IMPROVED CLASSIFICATION IN TACTILE BCIS USING A NOISY LABEL MODEL

Abstract

Tactile BCIs have gained recent popularity in the BCI community due to the advantages of using a stimulation medium which does not inhibit the users visual or auditory senses, is naturally inconspicuous, and can still be used by a person who may be visually or auditorily impaired. While many systems have been proposed which utilize the P300 response elicited through an oddball task, these systems struggle to classify user responses with accuracies comparable to many visual stimulus based systems. In this study, we model the tactile ERP generation as label noise and develop a novel BCI paradigm for binary communication designed to minimize label confusion. The classification model is based on a modified Gaussian mixture and trained using expectation maximization (EM). Finally, we show after testing on multiple subjects that this approach yields cross-validated accuracies for all users which are significantly above chance and suggests that such an approach is robust and reliable for a variety of binary communication-based applications.

1. INTRODUCTION

Brain computer interfaces (BCIs) restore autonomous actions by allowing users to communicate and control devices through the measurement of electrical signals from their brain activity [1]. These systems work by employing a user to complete a task designed to elicit a signature EEG response termed an Event-Related Potential (ERP). Perhaps the most studied ERP utilized in BCIs is the P300, which corresponds to a sharp inflection in EEG activity in response to rare or surprising stimulus.
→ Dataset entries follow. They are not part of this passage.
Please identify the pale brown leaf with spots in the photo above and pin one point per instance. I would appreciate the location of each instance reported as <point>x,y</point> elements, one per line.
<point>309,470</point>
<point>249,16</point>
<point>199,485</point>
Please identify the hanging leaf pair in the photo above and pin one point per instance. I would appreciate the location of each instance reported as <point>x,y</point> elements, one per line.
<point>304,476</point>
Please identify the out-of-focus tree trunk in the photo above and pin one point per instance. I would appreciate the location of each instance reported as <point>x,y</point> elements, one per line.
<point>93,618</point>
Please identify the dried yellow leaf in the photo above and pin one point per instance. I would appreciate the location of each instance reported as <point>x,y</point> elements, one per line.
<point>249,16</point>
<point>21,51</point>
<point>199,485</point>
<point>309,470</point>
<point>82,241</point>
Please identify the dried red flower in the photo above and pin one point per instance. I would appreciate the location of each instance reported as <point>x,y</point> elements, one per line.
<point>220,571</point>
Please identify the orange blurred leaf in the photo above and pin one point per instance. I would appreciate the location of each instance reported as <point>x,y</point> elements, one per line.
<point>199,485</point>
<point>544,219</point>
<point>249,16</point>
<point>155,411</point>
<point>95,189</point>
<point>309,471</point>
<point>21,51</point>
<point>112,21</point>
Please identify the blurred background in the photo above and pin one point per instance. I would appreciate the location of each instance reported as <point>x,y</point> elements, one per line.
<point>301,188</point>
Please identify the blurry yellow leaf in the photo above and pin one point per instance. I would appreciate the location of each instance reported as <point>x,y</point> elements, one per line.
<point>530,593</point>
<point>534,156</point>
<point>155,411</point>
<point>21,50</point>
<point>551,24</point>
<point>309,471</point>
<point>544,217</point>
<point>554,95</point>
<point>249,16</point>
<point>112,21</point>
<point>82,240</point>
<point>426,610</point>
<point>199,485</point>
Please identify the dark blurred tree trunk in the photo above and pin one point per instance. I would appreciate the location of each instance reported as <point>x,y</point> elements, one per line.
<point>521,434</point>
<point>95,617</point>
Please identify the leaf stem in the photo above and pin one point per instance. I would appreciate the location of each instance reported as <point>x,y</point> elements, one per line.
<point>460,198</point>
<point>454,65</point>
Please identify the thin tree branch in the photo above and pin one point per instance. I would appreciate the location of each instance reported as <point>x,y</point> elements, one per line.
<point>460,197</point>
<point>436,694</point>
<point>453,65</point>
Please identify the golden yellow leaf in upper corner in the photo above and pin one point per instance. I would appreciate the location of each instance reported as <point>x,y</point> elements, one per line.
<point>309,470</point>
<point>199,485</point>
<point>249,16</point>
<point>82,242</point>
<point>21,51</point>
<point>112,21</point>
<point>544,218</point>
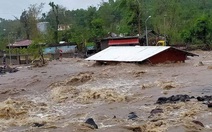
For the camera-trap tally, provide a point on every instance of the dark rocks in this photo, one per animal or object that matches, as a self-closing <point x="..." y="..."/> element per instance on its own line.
<point x="132" y="116"/>
<point x="38" y="124"/>
<point x="204" y="98"/>
<point x="198" y="123"/>
<point x="209" y="105"/>
<point x="91" y="122"/>
<point x="156" y="111"/>
<point x="173" y="99"/>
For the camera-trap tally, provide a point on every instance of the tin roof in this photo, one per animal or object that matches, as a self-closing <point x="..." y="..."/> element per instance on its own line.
<point x="130" y="53"/>
<point x="23" y="43"/>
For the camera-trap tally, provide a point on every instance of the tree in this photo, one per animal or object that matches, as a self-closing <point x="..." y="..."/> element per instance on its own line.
<point x="29" y="19"/>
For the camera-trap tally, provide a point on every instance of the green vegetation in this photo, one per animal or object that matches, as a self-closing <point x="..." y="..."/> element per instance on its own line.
<point x="183" y="21"/>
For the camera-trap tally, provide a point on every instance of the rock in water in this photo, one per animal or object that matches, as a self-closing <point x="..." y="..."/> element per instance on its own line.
<point x="132" y="116"/>
<point x="91" y="122"/>
<point x="38" y="124"/>
<point x="198" y="123"/>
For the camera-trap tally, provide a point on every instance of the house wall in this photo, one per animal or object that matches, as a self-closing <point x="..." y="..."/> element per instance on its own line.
<point x="170" y="55"/>
<point x="65" y="49"/>
<point x="104" y="44"/>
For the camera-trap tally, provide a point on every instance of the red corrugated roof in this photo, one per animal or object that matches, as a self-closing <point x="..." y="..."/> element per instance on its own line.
<point x="124" y="41"/>
<point x="22" y="43"/>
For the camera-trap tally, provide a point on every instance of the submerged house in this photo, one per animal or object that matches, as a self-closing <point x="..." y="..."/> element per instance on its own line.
<point x="67" y="49"/>
<point x="128" y="40"/>
<point x="20" y="44"/>
<point x="149" y="54"/>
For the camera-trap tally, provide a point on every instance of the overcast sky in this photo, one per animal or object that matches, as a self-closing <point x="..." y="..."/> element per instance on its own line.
<point x="11" y="8"/>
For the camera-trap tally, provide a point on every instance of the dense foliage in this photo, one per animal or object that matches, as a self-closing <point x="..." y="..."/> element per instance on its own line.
<point x="183" y="21"/>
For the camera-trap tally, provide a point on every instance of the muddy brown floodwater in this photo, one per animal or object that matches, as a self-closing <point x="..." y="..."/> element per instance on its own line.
<point x="61" y="96"/>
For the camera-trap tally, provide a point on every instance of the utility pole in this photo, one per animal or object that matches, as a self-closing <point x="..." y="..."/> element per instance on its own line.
<point x="139" y="18"/>
<point x="164" y="27"/>
<point x="146" y="30"/>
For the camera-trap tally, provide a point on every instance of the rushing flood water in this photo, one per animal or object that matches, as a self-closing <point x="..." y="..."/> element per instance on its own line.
<point x="108" y="94"/>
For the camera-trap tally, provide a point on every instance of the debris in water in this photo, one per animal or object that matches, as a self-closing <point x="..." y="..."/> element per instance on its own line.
<point x="173" y="99"/>
<point x="156" y="111"/>
<point x="92" y="123"/>
<point x="198" y="123"/>
<point x="38" y="124"/>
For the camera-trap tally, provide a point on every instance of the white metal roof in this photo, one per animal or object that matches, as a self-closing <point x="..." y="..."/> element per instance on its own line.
<point x="128" y="53"/>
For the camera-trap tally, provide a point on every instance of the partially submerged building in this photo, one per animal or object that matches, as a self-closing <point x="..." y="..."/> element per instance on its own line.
<point x="150" y="54"/>
<point x="129" y="40"/>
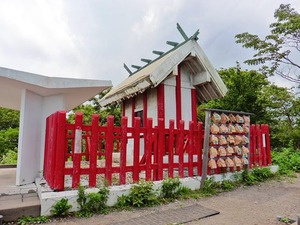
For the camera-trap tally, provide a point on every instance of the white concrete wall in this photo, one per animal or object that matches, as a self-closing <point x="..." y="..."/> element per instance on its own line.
<point x="34" y="111"/>
<point x="50" y="105"/>
<point x="128" y="111"/>
<point x="48" y="199"/>
<point x="186" y="106"/>
<point x="30" y="135"/>
<point x="170" y="100"/>
<point x="138" y="102"/>
<point x="186" y="97"/>
<point x="152" y="105"/>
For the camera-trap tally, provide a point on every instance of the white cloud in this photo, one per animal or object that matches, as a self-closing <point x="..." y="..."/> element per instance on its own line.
<point x="93" y="39"/>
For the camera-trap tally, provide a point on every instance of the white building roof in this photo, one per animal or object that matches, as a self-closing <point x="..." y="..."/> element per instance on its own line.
<point x="209" y="85"/>
<point x="75" y="91"/>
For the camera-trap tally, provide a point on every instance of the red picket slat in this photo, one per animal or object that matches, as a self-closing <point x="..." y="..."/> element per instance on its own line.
<point x="269" y="157"/>
<point x="199" y="147"/>
<point x="259" y="144"/>
<point x="158" y="143"/>
<point x="252" y="153"/>
<point x="180" y="148"/>
<point x="171" y="149"/>
<point x="136" y="149"/>
<point x="191" y="148"/>
<point x="123" y="150"/>
<point x="161" y="148"/>
<point x="60" y="153"/>
<point x="264" y="146"/>
<point x="77" y="155"/>
<point x="148" y="149"/>
<point x="109" y="147"/>
<point x="93" y="150"/>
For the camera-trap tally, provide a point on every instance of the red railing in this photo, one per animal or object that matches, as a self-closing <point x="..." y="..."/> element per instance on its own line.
<point x="260" y="146"/>
<point x="156" y="152"/>
<point x="122" y="154"/>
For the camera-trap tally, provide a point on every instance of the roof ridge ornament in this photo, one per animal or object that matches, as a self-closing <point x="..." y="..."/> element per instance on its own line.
<point x="183" y="34"/>
<point x="160" y="53"/>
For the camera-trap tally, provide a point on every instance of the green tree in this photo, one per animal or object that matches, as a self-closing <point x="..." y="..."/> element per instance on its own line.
<point x="9" y="133"/>
<point x="244" y="88"/>
<point x="9" y="118"/>
<point x="282" y="109"/>
<point x="93" y="107"/>
<point x="278" y="52"/>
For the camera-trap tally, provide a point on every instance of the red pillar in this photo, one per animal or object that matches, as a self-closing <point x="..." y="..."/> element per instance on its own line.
<point x="178" y="98"/>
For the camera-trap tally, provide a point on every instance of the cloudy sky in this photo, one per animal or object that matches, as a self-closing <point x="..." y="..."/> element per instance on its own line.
<point x="93" y="38"/>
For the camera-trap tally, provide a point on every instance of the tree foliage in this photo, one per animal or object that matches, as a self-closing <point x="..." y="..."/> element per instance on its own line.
<point x="250" y="91"/>
<point x="278" y="52"/>
<point x="243" y="92"/>
<point x="93" y="107"/>
<point x="9" y="133"/>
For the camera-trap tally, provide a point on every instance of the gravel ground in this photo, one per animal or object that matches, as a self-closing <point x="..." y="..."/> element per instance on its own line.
<point x="259" y="204"/>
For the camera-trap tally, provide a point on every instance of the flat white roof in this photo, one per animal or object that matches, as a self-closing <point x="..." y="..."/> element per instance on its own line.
<point x="75" y="91"/>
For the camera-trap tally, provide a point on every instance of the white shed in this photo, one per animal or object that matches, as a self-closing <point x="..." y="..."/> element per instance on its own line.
<point x="169" y="87"/>
<point x="37" y="97"/>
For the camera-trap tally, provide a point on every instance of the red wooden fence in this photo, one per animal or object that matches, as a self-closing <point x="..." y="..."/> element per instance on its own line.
<point x="101" y="152"/>
<point x="168" y="152"/>
<point x="260" y="146"/>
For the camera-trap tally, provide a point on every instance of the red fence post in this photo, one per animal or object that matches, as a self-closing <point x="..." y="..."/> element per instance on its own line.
<point x="252" y="149"/>
<point x="77" y="150"/>
<point x="180" y="148"/>
<point x="109" y="147"/>
<point x="200" y="139"/>
<point x="259" y="144"/>
<point x="59" y="177"/>
<point x="50" y="149"/>
<point x="93" y="150"/>
<point x="161" y="147"/>
<point x="191" y="148"/>
<point x="136" y="149"/>
<point x="171" y="149"/>
<point x="123" y="150"/>
<point x="268" y="143"/>
<point x="148" y="150"/>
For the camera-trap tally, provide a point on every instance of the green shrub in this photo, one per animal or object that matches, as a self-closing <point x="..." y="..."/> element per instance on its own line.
<point x="170" y="188"/>
<point x="61" y="208"/>
<point x="228" y="185"/>
<point x="141" y="194"/>
<point x="288" y="161"/>
<point x="24" y="220"/>
<point x="123" y="202"/>
<point x="92" y="203"/>
<point x="248" y="178"/>
<point x="10" y="157"/>
<point x="211" y="187"/>
<point x="262" y="174"/>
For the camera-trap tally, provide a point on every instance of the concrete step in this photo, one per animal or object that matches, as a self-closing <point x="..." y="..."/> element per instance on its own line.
<point x="15" y="206"/>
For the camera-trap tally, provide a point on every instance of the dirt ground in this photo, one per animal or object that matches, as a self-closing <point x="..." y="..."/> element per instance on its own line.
<point x="259" y="204"/>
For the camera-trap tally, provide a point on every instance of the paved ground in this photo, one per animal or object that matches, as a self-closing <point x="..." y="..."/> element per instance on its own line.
<point x="16" y="201"/>
<point x="245" y="206"/>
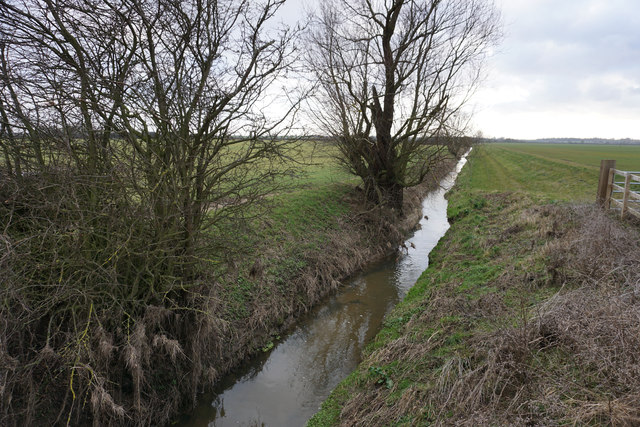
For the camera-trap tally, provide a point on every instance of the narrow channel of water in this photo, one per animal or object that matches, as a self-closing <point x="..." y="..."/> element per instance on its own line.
<point x="286" y="386"/>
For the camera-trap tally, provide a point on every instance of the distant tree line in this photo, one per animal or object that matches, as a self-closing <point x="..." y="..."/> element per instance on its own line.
<point x="132" y="130"/>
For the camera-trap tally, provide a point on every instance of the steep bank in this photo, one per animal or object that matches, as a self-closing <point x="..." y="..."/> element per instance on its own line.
<point x="528" y="314"/>
<point x="144" y="365"/>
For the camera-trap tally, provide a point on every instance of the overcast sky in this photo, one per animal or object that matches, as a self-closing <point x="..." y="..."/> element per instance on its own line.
<point x="565" y="68"/>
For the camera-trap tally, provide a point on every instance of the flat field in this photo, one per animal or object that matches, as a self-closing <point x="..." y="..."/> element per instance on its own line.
<point x="524" y="316"/>
<point x="567" y="172"/>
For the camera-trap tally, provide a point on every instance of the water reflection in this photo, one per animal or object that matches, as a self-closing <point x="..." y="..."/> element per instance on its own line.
<point x="286" y="386"/>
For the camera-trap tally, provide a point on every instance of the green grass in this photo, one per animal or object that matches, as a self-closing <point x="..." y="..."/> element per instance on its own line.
<point x="487" y="271"/>
<point x="567" y="172"/>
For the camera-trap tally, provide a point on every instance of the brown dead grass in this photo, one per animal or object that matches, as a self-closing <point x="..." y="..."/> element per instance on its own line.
<point x="573" y="358"/>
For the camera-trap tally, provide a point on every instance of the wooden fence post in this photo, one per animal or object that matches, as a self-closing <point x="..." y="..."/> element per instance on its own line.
<point x="603" y="184"/>
<point x="627" y="189"/>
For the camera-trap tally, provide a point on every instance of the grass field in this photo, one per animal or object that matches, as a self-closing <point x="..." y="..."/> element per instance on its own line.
<point x="523" y="316"/>
<point x="566" y="172"/>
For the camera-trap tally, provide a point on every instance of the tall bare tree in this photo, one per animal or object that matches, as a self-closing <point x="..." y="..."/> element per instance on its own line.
<point x="166" y="91"/>
<point x="128" y="129"/>
<point x="394" y="76"/>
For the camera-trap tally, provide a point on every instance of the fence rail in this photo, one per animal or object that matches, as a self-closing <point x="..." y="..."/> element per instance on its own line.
<point x="619" y="190"/>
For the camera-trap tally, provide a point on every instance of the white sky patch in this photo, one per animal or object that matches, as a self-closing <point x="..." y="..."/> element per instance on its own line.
<point x="565" y="69"/>
<point x="568" y="68"/>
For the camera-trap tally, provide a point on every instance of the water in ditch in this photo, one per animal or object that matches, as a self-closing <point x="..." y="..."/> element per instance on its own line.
<point x="286" y="386"/>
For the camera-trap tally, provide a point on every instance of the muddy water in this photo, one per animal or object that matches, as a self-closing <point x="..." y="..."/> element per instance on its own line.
<point x="285" y="387"/>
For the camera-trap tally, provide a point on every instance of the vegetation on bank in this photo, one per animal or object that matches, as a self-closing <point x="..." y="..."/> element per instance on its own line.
<point x="527" y="314"/>
<point x="78" y="344"/>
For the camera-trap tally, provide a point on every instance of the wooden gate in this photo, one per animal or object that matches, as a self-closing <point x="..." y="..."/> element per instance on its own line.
<point x="619" y="190"/>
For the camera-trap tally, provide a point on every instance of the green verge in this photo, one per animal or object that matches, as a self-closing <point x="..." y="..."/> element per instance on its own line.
<point x="485" y="337"/>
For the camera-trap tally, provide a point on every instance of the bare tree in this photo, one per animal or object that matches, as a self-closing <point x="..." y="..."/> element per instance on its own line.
<point x="128" y="130"/>
<point x="166" y="93"/>
<point x="394" y="76"/>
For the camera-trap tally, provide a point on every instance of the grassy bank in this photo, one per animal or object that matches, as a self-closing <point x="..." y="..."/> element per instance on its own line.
<point x="86" y="349"/>
<point x="527" y="314"/>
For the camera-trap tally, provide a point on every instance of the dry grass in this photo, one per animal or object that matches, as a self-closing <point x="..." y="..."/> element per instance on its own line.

The P300 can be elicited using many forms of stimulus, most commonly visual [2], but more recently, auditory [3] and tactile. Tactile based stimulation has enjoyed recent interest due to the ergonomic and conventional advantages it has shown over other stimulation modalities. For example, tactile stimulation leaves a user’s visual and auditory senses unencumbered by the BCI task which is an obvious advantage in navigation based BCIs [4]. The tactors used for stimulation are also small and unobtrusive, allowing them to remain hidden and used inconspicuously. Unfortunately, tactile P300 BCIs have faced significant obstacles in terms of online classification accuracy [5, 6] and decision speed compared to their visual based counterparts [7]. The experiments employed in this study were designed with the primary goal of gaining deeper understanding why this is the case. To this end, three distinct components that affect BCI performance were examined: stimulus presentation, BCI paradigm, and the inference model.

For the inference model to achieve the best possible classification accuracy, the elicited ERPs must be distinguishable from user’s latent EEG activity. In the case of the P300, this is achieved by maximizing the amplitude of the major inflection, called the P3 component. Extensive work as been done to investigate the ideal conditions in which P3 amplitude is maximized. Gonsalvez, et al. identified the target-to-target interval (ITI) to be one of the most critical parameters influencing P3 amplitude [8]. Additionally, many studies have examined the connection between performance and tactor placement. Van Erp, et al. tested the effect of using different numbers of tactors placed around the waist and reported the lowest performance for paradigms which use the most tactors [9].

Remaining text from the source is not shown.